MEF represents 4,500 member companies and 18 affiliate trade associations.
The MTUC, however, claimed that many employers were not incorporating COLA or factoring in the cost of living in their wage systems.
“That is why the Government needs to regulate the COLA and make it a policy.
“The price hike has been a shock to the people’s system, especially those in the low- and middle-income group, so we hope the Government can help reduce their burden,” said MTUC president Khalid Atan.
“The increased transportation, food and schooling costs have had an immediate impact on the workers in the lower-income and middle-income groups. Many are trying to tighten their belts but how can they when they don’t even have enough to cover the basic essentials.
“It is essential for the Government to introduce the regulation on COLA because almost five million private sector workers are now on minimum wage, which is just RM30 above the poverty line of RM870 per month.”

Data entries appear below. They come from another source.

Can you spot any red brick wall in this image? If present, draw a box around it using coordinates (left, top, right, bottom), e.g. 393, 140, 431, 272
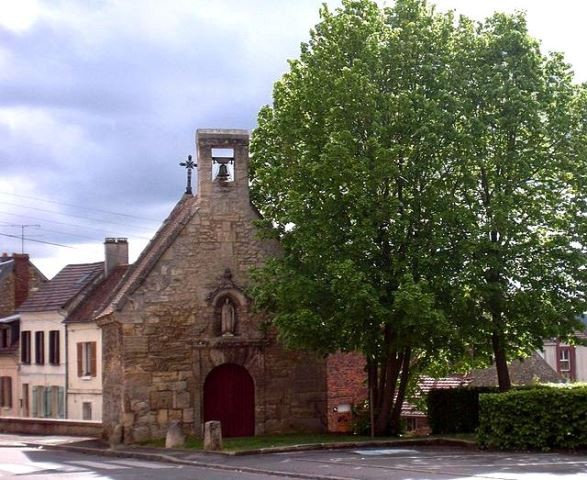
13, 254, 31, 308
326, 352, 367, 432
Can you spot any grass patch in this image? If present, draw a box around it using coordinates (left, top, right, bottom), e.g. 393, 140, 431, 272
144, 432, 476, 452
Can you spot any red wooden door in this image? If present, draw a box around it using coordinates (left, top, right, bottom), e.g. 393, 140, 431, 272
203, 363, 255, 437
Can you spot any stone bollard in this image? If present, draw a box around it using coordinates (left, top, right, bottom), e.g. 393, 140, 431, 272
109, 424, 123, 449
203, 420, 223, 451
166, 421, 186, 448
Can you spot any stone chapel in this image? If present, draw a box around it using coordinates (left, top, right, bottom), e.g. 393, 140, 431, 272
96, 129, 365, 443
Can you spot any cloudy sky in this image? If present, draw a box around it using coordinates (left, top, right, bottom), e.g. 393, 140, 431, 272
1, 0, 586, 278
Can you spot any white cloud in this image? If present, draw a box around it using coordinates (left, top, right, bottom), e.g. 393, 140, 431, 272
0, 0, 45, 33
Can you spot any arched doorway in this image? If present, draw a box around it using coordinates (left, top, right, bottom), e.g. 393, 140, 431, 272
203, 363, 255, 437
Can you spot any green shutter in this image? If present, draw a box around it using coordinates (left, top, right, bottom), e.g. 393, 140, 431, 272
57, 387, 64, 419
44, 387, 50, 418
31, 386, 38, 417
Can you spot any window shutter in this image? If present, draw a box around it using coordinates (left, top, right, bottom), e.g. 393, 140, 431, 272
31, 386, 38, 417
6, 378, 11, 408
44, 386, 50, 418
570, 346, 577, 381
55, 332, 60, 364
77, 343, 83, 377
90, 342, 97, 377
0, 378, 4, 406
58, 387, 65, 419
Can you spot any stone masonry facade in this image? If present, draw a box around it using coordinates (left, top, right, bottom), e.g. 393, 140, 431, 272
99, 130, 328, 443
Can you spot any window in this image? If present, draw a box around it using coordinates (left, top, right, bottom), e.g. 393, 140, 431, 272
82, 402, 92, 420
35, 331, 44, 365
77, 342, 97, 377
48, 330, 60, 365
557, 345, 575, 381
0, 328, 10, 348
21, 331, 31, 364
559, 348, 570, 373
0, 377, 12, 408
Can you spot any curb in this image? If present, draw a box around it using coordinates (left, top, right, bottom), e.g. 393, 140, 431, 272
22, 437, 478, 480
23, 442, 353, 480
225, 437, 478, 455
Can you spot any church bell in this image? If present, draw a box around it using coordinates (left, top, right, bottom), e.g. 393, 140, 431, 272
217, 163, 230, 181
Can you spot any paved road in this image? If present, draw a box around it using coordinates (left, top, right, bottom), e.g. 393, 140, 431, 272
1, 444, 587, 479
0, 446, 287, 479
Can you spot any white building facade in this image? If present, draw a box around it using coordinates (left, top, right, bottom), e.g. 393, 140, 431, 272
17, 262, 103, 418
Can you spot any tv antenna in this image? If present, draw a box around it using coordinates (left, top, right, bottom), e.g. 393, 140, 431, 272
6, 224, 40, 253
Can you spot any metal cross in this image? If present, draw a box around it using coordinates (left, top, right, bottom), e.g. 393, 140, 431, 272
179, 154, 196, 195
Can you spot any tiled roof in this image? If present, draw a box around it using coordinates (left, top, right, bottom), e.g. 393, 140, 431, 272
65, 265, 129, 323
97, 194, 196, 319
402, 376, 470, 416
18, 262, 103, 312
467, 352, 562, 386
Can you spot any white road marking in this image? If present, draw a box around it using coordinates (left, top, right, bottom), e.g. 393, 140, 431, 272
70, 460, 131, 470
0, 464, 44, 474
354, 448, 420, 456
109, 458, 177, 469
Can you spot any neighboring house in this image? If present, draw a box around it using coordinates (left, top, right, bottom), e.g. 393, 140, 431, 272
17, 262, 103, 418
97, 129, 340, 444
0, 314, 20, 417
0, 253, 46, 417
64, 239, 129, 422
467, 351, 562, 386
0, 253, 47, 319
542, 315, 587, 381
401, 353, 562, 433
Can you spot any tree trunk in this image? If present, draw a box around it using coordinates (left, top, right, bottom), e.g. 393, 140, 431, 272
373, 352, 402, 436
389, 346, 411, 434
492, 330, 511, 391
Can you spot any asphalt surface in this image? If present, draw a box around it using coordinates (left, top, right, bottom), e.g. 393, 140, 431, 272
0, 446, 288, 479
1, 435, 587, 479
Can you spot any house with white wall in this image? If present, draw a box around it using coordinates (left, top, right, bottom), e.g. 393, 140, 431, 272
0, 253, 47, 417
542, 315, 587, 382
17, 262, 103, 418
65, 238, 128, 421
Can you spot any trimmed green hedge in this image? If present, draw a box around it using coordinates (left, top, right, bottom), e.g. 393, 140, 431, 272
478, 386, 587, 450
427, 387, 498, 434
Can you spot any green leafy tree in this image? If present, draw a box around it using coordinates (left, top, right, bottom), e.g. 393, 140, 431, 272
451, 13, 587, 390
250, 0, 587, 434
250, 0, 465, 435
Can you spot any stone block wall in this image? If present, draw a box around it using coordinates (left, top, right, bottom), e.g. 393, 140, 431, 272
0, 417, 102, 436
101, 320, 123, 440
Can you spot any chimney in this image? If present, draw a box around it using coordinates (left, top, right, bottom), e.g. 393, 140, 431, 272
104, 238, 129, 276
12, 253, 31, 308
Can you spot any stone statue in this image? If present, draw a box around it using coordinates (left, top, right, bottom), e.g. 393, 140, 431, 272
221, 298, 236, 336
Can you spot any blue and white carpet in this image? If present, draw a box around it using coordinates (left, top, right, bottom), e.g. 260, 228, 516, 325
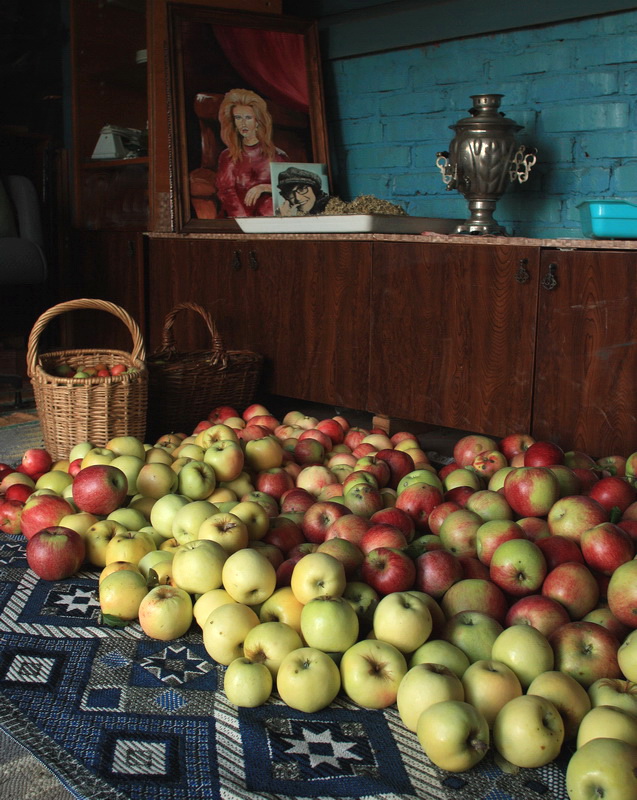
0, 532, 571, 800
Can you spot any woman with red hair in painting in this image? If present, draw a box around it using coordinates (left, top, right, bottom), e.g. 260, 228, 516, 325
216, 88, 288, 217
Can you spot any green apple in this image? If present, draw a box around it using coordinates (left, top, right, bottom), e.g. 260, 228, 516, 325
490, 623, 554, 689
416, 700, 489, 772
409, 639, 470, 678
373, 591, 432, 654
99, 568, 148, 621
566, 737, 637, 800
35, 470, 73, 495
396, 469, 443, 494
149, 493, 189, 538
203, 602, 261, 665
137, 548, 174, 580
81, 447, 116, 467
144, 447, 174, 465
258, 586, 304, 635
106, 435, 146, 460
105, 530, 156, 565
107, 506, 148, 532
443, 610, 504, 664
276, 646, 341, 712
109, 454, 145, 495
203, 439, 244, 482
174, 442, 205, 462
340, 639, 407, 709
461, 659, 522, 727
300, 596, 359, 654
527, 670, 591, 740
178, 460, 216, 500
618, 628, 637, 682
224, 657, 273, 707
219, 471, 255, 499
138, 585, 193, 640
171, 499, 218, 545
198, 512, 249, 554
59, 511, 99, 536
243, 436, 284, 472
171, 539, 227, 595
443, 467, 483, 492
99, 560, 142, 584
193, 588, 236, 628
342, 580, 379, 635
242, 620, 303, 678
68, 441, 94, 462
588, 677, 637, 715
136, 462, 179, 499
290, 552, 347, 604
493, 694, 564, 767
84, 519, 127, 567
230, 500, 270, 541
221, 547, 276, 605
397, 663, 464, 731
577, 704, 637, 748
196, 423, 240, 448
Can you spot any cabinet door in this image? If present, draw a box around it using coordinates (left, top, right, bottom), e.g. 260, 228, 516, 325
147, 237, 372, 410
368, 242, 539, 436
533, 249, 637, 456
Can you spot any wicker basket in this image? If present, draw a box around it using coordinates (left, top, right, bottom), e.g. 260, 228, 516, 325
26, 298, 148, 460
146, 302, 263, 439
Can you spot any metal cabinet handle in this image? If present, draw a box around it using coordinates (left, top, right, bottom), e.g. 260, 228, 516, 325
248, 250, 258, 271
231, 250, 241, 271
541, 262, 558, 291
515, 258, 530, 284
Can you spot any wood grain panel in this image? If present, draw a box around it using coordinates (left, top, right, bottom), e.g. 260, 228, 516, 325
368, 241, 539, 436
533, 249, 637, 455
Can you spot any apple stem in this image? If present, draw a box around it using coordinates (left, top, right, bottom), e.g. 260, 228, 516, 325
469, 737, 489, 754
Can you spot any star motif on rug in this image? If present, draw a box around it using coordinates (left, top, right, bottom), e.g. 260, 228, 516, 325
281, 727, 364, 769
139, 644, 214, 686
42, 586, 101, 617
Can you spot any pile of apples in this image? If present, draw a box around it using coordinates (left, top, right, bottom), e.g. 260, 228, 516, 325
52, 362, 130, 378
3, 403, 637, 799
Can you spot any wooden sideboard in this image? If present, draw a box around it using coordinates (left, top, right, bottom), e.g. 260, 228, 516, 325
141, 232, 637, 457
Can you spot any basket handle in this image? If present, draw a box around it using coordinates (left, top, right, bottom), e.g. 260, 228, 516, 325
154, 301, 228, 368
26, 298, 146, 377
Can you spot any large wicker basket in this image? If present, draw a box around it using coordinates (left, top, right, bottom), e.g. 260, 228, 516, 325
146, 302, 263, 439
26, 298, 148, 460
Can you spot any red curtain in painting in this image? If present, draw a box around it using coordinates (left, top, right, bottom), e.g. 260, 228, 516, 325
211, 25, 309, 113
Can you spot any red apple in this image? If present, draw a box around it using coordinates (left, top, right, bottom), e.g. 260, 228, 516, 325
359, 524, 408, 555
438, 508, 482, 558
0, 497, 24, 535
583, 606, 631, 642
262, 515, 306, 555
324, 513, 371, 547
549, 621, 621, 687
499, 432, 535, 462
369, 506, 415, 541
332, 415, 351, 435
359, 546, 416, 595
374, 448, 415, 490
293, 438, 325, 466
595, 454, 627, 477
438, 461, 461, 481
351, 442, 376, 459
355, 455, 391, 488
453, 434, 498, 468
503, 467, 561, 517
25, 525, 86, 580
541, 561, 600, 620
471, 449, 508, 479
516, 516, 550, 541
475, 519, 526, 566
242, 403, 271, 422
316, 417, 345, 445
587, 476, 637, 514
571, 467, 600, 493
238, 424, 271, 442
535, 535, 584, 571
547, 495, 609, 542
316, 537, 364, 578
20, 448, 53, 478
548, 464, 582, 498
440, 577, 509, 624
254, 467, 295, 501
395, 483, 444, 531
458, 555, 490, 580
426, 501, 462, 535
523, 440, 564, 467
301, 501, 350, 544
343, 427, 370, 451
505, 594, 571, 638
607, 559, 637, 628
415, 549, 463, 598
248, 414, 280, 432
208, 405, 240, 423
443, 486, 476, 506
580, 522, 635, 575
564, 450, 598, 470
298, 427, 333, 452
280, 487, 316, 514
20, 493, 75, 540
71, 464, 128, 515
4, 483, 34, 503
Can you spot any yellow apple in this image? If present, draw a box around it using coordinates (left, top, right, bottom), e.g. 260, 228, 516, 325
588, 677, 637, 715
229, 500, 269, 540
99, 560, 141, 584
527, 670, 592, 740
197, 512, 249, 554
577, 704, 637, 748
203, 602, 260, 665
106, 435, 146, 460
109, 454, 145, 495
84, 520, 127, 567
35, 470, 74, 494
243, 621, 303, 678
276, 646, 341, 712
106, 506, 148, 532
171, 539, 227, 595
397, 663, 465, 731
566, 737, 637, 800
149, 493, 190, 538
493, 694, 564, 767
171, 499, 218, 545
221, 547, 276, 605
193, 588, 236, 628
144, 446, 174, 465
138, 585, 193, 640
137, 549, 174, 580
417, 700, 489, 772
136, 462, 178, 499
290, 552, 347, 604
410, 639, 470, 679
59, 511, 99, 536
258, 587, 304, 634
373, 591, 432, 654
81, 447, 116, 467
490, 623, 554, 689
223, 657, 272, 708
99, 568, 148, 620
104, 530, 156, 566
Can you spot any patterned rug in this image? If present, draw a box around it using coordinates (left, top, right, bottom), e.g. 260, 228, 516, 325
0, 533, 573, 800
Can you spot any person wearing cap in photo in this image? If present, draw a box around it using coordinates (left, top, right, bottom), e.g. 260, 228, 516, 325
277, 167, 330, 216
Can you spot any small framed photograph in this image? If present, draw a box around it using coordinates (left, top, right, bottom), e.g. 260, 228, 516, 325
164, 5, 330, 232
271, 162, 330, 216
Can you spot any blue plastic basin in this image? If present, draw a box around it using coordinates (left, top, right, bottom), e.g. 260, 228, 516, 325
578, 200, 637, 239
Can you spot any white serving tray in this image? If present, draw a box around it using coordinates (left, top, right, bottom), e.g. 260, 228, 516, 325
235, 214, 461, 234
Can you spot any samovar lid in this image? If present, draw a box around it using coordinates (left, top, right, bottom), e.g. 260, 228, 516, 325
450, 93, 523, 132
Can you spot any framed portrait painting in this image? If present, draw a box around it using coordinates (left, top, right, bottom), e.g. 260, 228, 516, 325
166, 5, 330, 232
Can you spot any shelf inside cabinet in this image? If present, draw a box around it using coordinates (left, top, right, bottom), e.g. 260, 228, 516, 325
81, 157, 149, 169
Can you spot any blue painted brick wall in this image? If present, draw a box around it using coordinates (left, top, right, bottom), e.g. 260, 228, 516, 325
323, 9, 637, 238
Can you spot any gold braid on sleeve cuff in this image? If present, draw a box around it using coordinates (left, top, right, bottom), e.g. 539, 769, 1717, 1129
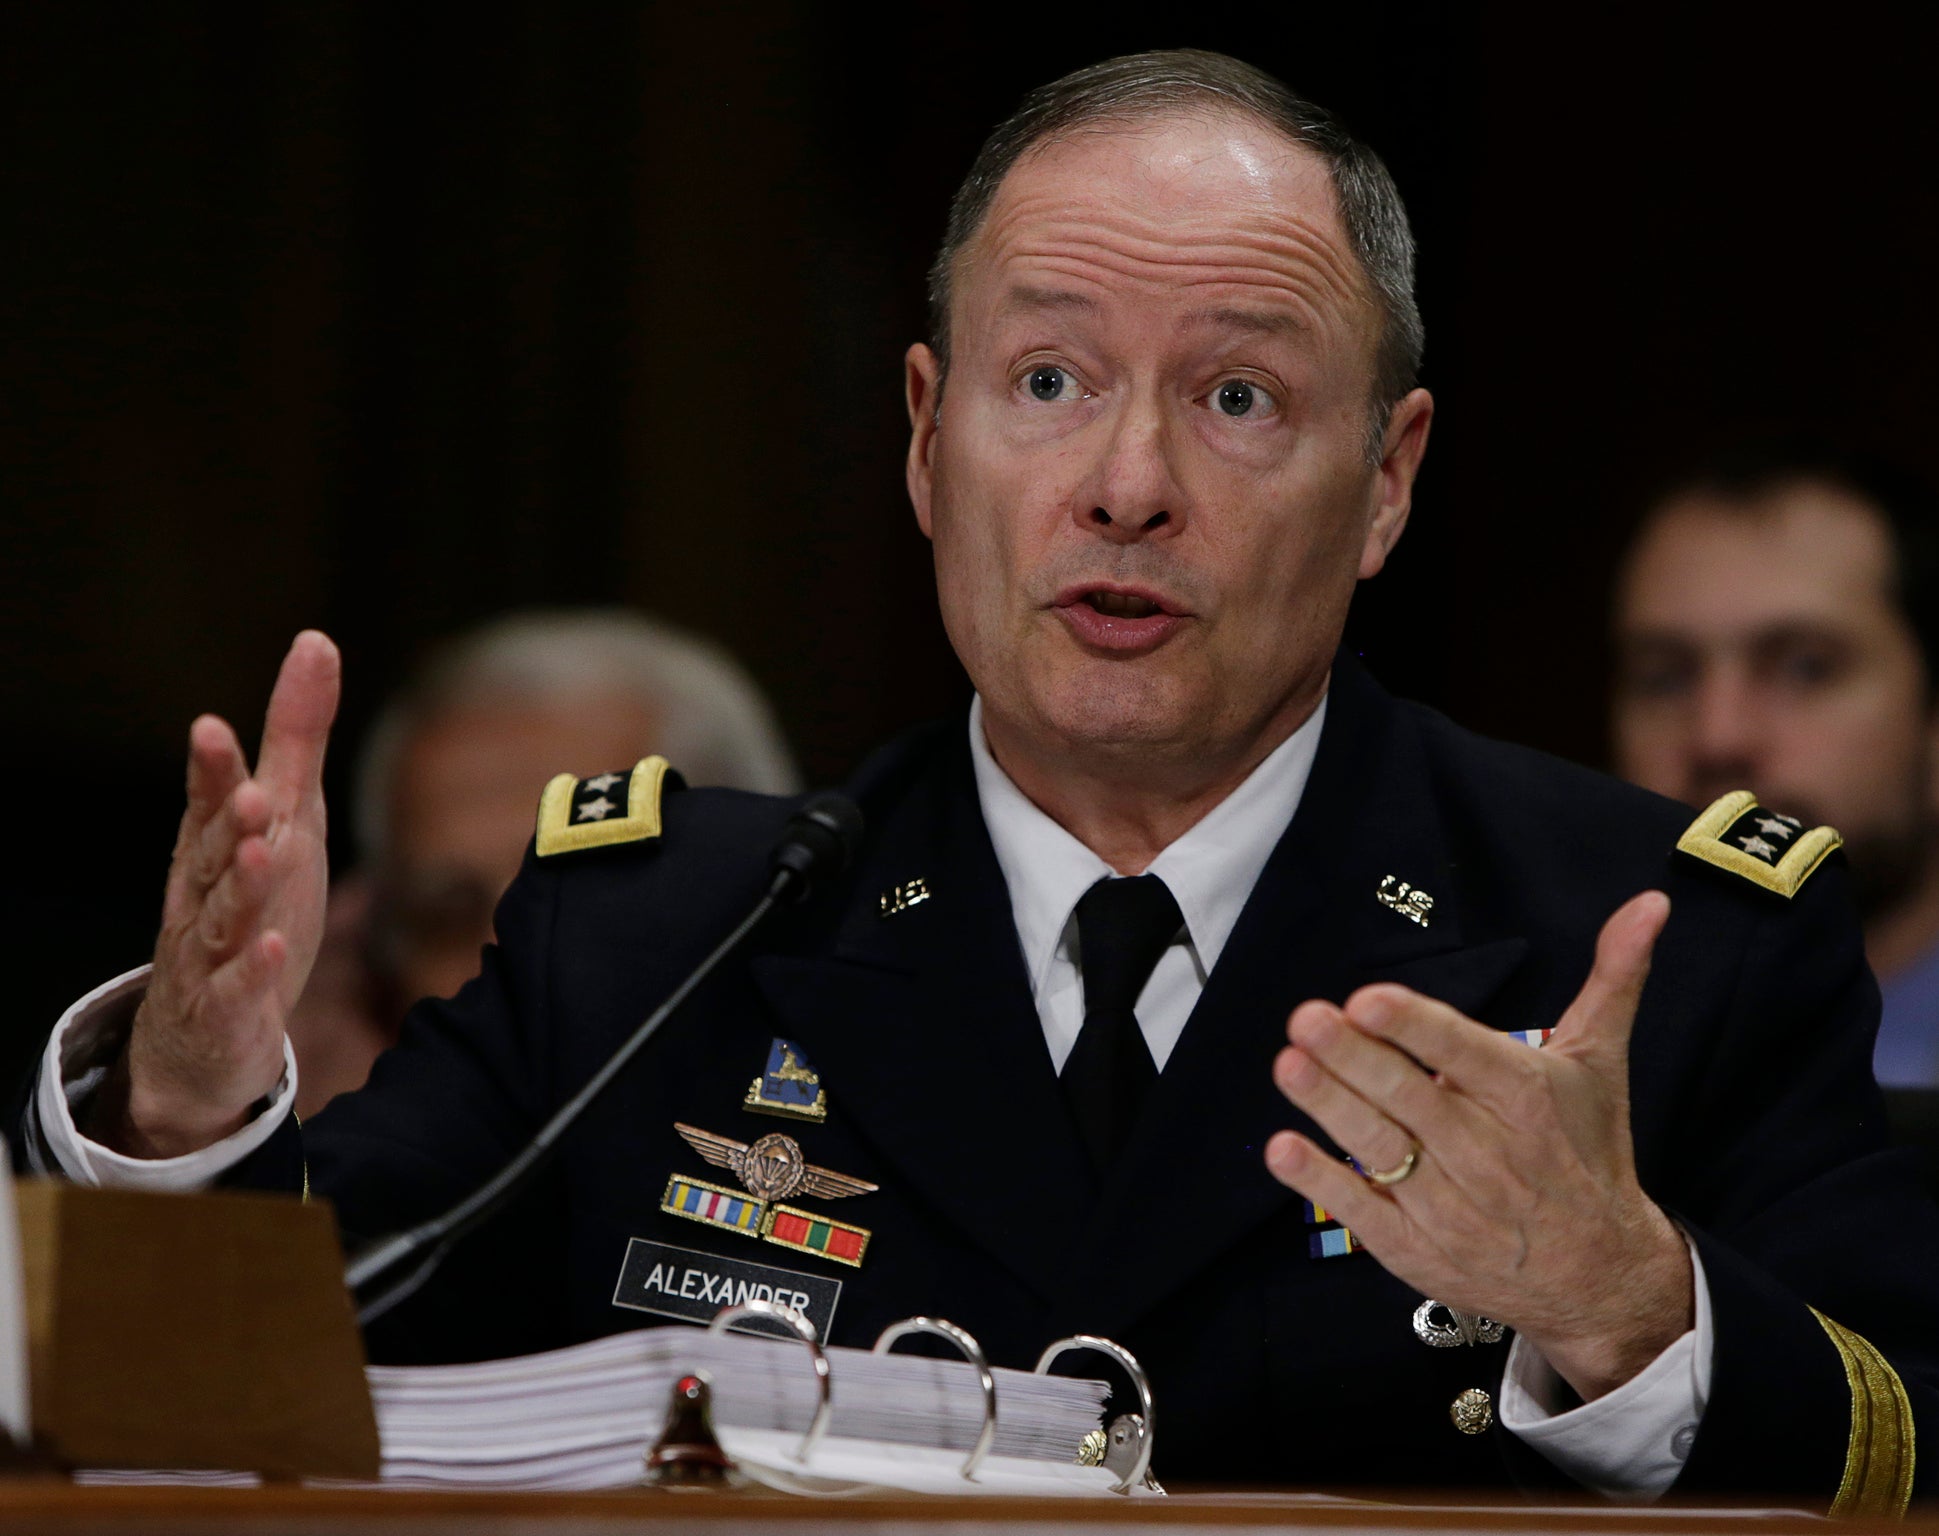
1812, 1307, 1915, 1518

In the interim period, he suggested that companies assisted by providing subsidised food and lodging for their workers.
“If workers are happy, not worried or stressed about their finances, they will be able to work hard and companies can increase their productivity. This will be a win-win situation.”
He pointed out that the Government provided civil servants between RM100 and RM300 as COLA depending on whether they were working in a city, town or a rural area to the civil service.
Non-officers, who form the bulk of the 1.4 million strong civil service, get RM180 for housing allowance while officers get a minimum of RM250. Government workers also get housing loans at a low interest rate.
MTUC had included a proposal for COLA in its previous demands for a minimum wage regulation to the Government. However, only a minimum wage ruling has been enforced, which puts the minimum pay for workers in peninsular Malaysia at RM900 and RM800 for those in Sabah and Sarawak.
The National Union for Bank Employees (NUBE), which is proposing a RM500 allowance, said that COLA was not impossible to manage for employers as it was already provided to workers in Sabah and Sarawak by many private companies.
“Many employees in Sabah and Sarawak, including those working in the banking sector, receive a COLA of 15%-22.5% of their basic salary. We hope employers can extend it to the workers in the peninsula, especially the banks and government-linked companies.
“We know they, especially the public listed companies, can afford it because they recorded a profit last year,” said NUBE secretary-general J. Solomon.
“The RM300 is a figure in MTUC’s original proposal for COLA in the 1990s, and our cost of living has shot up more since then,” he added.